File No. 300.115/2297

The Ambassador in Great Britain (Page) to the Secretary of State


1592. My 1537, January 27, was written after a conversation with Sir Edward Grey. Since then he has reduced the decision of the British Government to writing and has sent me the following note which confirms and adds to my telegram:

German views as to what constitutes a fortified place on British coast would apparently justify us in declaring any German port to be a fortified place and foodstuffs consigned to it as being therefore open to presumption of being conditional contraband.

[Page 320]

But apart from this it is now officially announced from Berlin that the Federal Council has decided to seize all the stocks of corn and flour in Germany by February 1. This materially affects the cargo on the Wilhelmina and His Majesty’s Government feel bound to submit corn and flour going to German port to a prize court as conditional contraband on the ground that the German decree causes all corn and flour to be compulsorily consigned to the enemy government.

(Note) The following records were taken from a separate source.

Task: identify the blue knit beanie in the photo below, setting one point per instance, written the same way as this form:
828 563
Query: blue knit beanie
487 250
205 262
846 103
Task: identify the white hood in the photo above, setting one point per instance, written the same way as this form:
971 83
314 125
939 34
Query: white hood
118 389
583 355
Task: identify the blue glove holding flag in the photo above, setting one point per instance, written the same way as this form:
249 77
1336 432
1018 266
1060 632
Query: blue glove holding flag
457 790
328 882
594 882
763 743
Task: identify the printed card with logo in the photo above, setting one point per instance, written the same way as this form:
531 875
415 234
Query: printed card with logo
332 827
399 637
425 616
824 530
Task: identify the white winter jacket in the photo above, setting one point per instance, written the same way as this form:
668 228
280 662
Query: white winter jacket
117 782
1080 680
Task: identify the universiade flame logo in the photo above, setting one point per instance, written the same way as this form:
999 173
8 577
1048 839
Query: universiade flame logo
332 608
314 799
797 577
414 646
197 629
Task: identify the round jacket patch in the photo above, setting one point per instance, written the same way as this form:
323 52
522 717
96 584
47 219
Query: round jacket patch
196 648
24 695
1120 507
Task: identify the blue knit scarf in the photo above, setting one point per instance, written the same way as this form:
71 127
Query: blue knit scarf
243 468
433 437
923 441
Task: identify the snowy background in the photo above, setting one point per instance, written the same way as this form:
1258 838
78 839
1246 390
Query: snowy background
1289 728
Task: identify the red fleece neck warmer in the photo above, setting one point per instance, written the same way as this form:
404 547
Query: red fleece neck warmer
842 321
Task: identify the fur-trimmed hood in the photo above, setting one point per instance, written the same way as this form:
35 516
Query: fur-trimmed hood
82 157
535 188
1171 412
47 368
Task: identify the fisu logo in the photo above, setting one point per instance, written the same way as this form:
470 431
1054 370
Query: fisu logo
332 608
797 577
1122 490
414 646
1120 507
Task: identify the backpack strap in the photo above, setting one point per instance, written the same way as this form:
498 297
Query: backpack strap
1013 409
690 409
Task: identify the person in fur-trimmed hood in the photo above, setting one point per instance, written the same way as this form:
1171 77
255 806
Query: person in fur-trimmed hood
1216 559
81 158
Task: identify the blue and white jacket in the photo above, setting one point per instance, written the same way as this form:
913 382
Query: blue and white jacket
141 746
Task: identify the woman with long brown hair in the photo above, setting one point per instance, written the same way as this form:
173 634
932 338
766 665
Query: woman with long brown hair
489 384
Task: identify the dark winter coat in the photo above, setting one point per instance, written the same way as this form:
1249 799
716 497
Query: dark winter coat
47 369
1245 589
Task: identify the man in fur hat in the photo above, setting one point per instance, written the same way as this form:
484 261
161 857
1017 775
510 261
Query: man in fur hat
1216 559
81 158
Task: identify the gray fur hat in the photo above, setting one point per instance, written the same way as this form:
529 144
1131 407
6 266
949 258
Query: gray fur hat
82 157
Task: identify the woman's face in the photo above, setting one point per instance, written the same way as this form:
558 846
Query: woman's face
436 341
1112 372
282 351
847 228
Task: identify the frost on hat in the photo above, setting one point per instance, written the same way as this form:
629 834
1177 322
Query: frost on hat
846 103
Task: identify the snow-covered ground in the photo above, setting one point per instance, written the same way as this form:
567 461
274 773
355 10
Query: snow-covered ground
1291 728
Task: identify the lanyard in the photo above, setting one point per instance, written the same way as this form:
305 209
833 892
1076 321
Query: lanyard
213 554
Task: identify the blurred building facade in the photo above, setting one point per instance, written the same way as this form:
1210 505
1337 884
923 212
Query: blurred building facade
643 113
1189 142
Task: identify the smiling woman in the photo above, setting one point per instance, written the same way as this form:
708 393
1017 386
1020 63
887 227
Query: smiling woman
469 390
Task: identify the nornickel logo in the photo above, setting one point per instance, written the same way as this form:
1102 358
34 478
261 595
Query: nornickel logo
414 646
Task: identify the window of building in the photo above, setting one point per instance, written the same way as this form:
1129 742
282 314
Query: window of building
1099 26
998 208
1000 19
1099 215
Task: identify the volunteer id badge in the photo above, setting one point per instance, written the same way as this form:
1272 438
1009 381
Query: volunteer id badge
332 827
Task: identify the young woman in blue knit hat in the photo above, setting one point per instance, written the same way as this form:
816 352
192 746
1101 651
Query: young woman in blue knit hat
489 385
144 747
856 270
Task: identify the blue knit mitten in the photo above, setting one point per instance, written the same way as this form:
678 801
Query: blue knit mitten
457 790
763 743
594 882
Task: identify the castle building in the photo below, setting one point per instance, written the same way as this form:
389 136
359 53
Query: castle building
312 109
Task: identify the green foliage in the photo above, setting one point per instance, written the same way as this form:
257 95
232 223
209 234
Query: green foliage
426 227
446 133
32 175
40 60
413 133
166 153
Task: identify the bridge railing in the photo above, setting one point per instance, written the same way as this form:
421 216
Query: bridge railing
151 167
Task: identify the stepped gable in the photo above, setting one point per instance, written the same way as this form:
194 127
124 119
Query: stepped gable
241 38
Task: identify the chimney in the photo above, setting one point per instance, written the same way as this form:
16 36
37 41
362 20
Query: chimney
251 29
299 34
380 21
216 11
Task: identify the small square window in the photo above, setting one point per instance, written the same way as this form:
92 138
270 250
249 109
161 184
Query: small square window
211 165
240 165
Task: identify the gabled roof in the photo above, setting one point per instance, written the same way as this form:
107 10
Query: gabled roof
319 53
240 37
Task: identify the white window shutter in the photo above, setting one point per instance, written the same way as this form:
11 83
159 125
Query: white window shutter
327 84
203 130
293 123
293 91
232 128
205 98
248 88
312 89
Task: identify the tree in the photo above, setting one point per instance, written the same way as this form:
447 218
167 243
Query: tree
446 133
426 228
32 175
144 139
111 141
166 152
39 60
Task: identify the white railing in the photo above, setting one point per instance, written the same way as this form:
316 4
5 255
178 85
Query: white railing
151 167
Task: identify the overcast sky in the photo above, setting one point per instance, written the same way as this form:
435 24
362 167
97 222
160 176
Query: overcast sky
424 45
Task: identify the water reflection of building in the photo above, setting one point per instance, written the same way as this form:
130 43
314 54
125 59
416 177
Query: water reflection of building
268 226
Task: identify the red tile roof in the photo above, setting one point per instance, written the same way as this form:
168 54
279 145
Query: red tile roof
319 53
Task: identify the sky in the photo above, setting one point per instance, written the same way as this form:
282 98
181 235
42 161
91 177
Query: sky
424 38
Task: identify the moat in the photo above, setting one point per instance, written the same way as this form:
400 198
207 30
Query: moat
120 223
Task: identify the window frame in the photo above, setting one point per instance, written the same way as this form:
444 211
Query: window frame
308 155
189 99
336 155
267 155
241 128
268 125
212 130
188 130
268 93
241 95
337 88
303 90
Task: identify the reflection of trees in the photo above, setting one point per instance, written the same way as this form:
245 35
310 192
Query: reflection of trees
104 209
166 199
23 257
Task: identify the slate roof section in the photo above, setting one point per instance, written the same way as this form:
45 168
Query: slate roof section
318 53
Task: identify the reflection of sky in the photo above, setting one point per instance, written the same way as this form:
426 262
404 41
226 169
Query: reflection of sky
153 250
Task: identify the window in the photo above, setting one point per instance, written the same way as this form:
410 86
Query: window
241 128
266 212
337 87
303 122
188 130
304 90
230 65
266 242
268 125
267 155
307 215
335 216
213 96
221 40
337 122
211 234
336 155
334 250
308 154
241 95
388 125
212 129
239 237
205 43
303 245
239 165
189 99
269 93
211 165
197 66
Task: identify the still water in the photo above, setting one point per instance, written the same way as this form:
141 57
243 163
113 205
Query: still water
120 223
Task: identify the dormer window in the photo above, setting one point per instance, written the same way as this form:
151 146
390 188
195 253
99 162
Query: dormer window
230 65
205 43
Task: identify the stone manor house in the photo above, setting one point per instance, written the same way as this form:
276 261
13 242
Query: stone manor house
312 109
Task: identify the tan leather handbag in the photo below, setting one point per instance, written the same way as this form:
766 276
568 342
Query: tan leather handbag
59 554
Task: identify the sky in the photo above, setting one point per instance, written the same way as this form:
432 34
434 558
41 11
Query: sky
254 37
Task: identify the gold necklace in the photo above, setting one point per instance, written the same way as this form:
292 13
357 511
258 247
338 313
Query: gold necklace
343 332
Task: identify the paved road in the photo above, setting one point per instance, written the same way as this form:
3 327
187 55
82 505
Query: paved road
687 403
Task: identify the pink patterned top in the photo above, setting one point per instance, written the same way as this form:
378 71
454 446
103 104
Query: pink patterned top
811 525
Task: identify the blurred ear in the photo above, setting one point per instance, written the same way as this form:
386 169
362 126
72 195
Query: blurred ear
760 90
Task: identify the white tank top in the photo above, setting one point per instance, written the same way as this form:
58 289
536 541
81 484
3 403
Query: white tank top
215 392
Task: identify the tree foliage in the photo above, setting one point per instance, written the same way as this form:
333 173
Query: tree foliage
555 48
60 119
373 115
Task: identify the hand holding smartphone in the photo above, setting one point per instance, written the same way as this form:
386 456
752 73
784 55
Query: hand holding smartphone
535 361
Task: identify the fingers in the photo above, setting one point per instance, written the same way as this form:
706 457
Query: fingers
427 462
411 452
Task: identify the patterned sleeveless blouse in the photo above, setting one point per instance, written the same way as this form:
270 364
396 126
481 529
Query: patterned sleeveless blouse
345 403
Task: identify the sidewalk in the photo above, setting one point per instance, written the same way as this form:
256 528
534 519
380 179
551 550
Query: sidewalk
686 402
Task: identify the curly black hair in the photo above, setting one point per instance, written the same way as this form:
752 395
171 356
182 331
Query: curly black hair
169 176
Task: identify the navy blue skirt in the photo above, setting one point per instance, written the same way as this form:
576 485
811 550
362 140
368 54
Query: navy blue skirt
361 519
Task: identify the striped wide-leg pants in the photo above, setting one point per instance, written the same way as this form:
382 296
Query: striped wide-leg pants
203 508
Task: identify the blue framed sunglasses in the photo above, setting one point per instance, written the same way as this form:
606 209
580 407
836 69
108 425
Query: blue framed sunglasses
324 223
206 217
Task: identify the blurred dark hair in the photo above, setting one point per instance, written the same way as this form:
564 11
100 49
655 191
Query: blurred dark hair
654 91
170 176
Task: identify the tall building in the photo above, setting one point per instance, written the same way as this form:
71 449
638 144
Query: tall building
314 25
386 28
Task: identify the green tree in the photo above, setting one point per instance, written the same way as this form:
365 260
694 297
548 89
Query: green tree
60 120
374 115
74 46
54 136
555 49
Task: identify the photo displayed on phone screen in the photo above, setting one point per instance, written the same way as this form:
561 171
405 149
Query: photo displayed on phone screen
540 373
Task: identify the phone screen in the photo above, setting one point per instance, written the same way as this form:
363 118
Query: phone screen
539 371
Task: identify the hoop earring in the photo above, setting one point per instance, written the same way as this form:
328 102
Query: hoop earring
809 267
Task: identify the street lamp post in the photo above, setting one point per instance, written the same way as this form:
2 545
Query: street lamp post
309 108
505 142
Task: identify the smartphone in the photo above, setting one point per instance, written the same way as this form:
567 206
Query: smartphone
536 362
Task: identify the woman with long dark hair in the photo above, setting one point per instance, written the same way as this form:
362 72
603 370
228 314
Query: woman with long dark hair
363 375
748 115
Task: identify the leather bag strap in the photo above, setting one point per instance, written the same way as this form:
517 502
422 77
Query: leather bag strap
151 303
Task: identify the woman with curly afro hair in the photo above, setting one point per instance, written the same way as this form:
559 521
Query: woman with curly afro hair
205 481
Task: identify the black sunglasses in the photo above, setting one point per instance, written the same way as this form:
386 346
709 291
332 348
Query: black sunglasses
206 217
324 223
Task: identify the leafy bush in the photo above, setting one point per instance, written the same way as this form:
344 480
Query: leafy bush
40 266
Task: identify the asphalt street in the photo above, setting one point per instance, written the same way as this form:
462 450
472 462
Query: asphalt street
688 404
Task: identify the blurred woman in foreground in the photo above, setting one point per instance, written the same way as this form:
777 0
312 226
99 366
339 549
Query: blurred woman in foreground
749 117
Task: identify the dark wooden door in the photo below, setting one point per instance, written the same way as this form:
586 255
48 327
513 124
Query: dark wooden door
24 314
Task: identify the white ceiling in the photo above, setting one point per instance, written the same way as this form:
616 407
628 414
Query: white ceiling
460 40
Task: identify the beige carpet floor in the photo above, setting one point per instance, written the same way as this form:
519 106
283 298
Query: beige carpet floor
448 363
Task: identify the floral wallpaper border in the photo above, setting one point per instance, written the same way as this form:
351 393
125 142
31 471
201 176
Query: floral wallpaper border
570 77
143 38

As, however, the Wilhelmina could presumably have had no knowledge of this decree of which there had been no public notification before she sailed, His Majesty’s Government are prepared to compensate the owners of the ship and cargo for any loss sustained by them owing to action taken by His Majesty’s Government in stopping the ship and submitting the cargo to a prize court if the cargo consists of foodstuffs as stated.